Dans ce contexte, nous découvrons la vie pas toujours simple de différent personnages à San Francisco, donc en territoire japonais. Il y a Robert Chidan, un commerçant plutôt en vue auprès de la communauté japonaise. il tient une boutique d'objets divers et variés, des objets de collection, anciens, en lien avec l'histoire passée des Etats-Unis, armes, bijoux, artéfacts. Il profite ainsi de la passion des riches Nippons venus s'installer en Californie, pour les objets possédant une historicité, reflétant l'histoire et la culture américaines désormais au rancard.

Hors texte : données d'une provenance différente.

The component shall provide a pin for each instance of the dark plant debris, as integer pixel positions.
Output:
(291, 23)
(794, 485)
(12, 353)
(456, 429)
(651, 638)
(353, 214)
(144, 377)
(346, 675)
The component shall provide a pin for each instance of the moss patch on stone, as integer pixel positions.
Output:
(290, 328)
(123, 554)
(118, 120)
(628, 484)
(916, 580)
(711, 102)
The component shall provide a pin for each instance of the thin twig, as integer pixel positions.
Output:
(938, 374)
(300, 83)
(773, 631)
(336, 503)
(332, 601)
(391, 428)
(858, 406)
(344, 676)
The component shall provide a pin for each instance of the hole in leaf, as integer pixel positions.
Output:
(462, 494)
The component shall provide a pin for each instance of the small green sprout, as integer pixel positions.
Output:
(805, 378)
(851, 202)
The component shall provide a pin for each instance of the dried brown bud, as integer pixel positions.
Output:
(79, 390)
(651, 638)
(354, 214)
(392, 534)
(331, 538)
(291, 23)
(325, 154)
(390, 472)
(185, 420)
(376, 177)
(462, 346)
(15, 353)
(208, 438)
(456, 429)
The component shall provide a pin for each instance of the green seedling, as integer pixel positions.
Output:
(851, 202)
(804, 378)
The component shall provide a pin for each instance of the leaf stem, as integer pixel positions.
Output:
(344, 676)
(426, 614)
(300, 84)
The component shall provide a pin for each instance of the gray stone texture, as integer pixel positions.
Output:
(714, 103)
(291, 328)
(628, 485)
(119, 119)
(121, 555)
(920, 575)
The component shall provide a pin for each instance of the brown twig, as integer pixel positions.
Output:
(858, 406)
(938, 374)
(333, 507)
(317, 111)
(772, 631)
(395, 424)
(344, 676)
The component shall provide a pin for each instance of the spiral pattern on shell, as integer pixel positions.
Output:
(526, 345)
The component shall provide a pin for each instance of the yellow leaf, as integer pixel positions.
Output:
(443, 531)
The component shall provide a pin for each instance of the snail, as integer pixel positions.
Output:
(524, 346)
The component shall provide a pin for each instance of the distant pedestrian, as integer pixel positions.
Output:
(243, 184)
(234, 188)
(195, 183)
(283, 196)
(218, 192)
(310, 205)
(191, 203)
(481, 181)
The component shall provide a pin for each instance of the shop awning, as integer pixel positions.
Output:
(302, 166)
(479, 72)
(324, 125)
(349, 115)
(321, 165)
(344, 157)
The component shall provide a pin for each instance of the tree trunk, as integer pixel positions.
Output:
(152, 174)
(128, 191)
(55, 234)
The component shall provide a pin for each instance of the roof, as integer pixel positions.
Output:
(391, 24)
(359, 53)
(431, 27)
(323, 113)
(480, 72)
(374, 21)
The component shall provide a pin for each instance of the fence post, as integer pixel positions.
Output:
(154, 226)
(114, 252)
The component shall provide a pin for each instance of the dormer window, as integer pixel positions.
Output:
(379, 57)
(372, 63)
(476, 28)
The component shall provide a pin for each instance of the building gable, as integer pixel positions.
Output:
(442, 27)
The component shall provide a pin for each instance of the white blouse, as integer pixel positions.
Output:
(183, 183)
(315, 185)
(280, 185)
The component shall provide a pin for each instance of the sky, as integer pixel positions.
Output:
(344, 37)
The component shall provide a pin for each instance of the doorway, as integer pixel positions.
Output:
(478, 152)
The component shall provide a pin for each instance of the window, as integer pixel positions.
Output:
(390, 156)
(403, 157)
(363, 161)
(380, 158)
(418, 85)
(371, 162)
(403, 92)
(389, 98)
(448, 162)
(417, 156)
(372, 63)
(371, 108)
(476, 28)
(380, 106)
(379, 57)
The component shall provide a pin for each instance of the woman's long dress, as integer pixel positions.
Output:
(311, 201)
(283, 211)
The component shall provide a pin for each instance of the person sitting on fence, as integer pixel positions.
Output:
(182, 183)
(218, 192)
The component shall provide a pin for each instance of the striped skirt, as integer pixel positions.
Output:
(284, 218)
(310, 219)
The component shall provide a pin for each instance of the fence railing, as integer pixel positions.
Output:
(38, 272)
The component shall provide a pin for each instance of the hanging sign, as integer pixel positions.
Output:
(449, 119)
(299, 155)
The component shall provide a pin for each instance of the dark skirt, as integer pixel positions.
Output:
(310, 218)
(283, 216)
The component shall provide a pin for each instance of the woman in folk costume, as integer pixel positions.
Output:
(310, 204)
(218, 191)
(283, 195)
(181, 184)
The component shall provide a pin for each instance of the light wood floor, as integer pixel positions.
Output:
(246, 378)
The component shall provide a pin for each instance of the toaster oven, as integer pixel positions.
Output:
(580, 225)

On découvre Frank Frink, ouvrier habile, possédant un vrai savoir-faire dans la réalisation de petits objets mais qui vient de perdre son job dans une grosse entreprise... Juif mais cachant ses origines (même si, en zone japonaise, il ne risque en principe rien, les autorités impériales n'acceptant pas la politique raciale du Reich), on sent qu'il se cherche, tant au niveau personnalité qu'au niveau professionnel. En pleine remise en question, il va devoir faire des choix importants pour son avenir, quitte à se compromettre...
Côté japonais, il y a M. Tagomi. Haut fonctionnaire de l'Empire, en fonction à San Franciso, il fait partie de ces passionnés d'objets de collection. C'est même l'une de ses grandes préoccupations, pas seulement pas goût personnel, mais aussi professionnelle : la culture japonaise veut qu'on accueille ses hôtes avec le plus grand respect, la plus grande amabilité et un cadeau de bienvenue. Et pourquoi pas un de ces objets de collection, justement ?, se demande-t-il.
Car M. Tagomi attend un invité de marque : M. Baynes. Cet homme, assez mystérieux, arrive d'Europe, via ces nouvelles fusées qui permettent de traverser l'Atlantique en très peu de temps. Certes, il faut pour cela embarquer depuis l'Allemagne nazie. Pourtant, Baynes se présente comme travaillant pour un grand industriel suédois, pays neutre, qui vient à San Francisco proposer aux autorités japonaises un juteux contrat commercial. Une venue qui inquiète M. Tagomi, qui, pour rien au monde, ne veut perdre la face...
Et puis, il y a quelques personnages importants du roman qui, eux, ne vivent pas en Amérique occupée, mais dans cette portion laissé indépendante par les nouveaux maîtres du monde. A commencer par Juliana, ex-épouse de Franck Frink, professeur de judo qui semble, elle aussi, se poser des questions sur sa vie et la suite à lui donner... C'est en rencontrant dans un bar un certain Joe, routier échoué dans ce bled au pied des Rocheuses, qu'elle va trouver sa voie, si je puis dire...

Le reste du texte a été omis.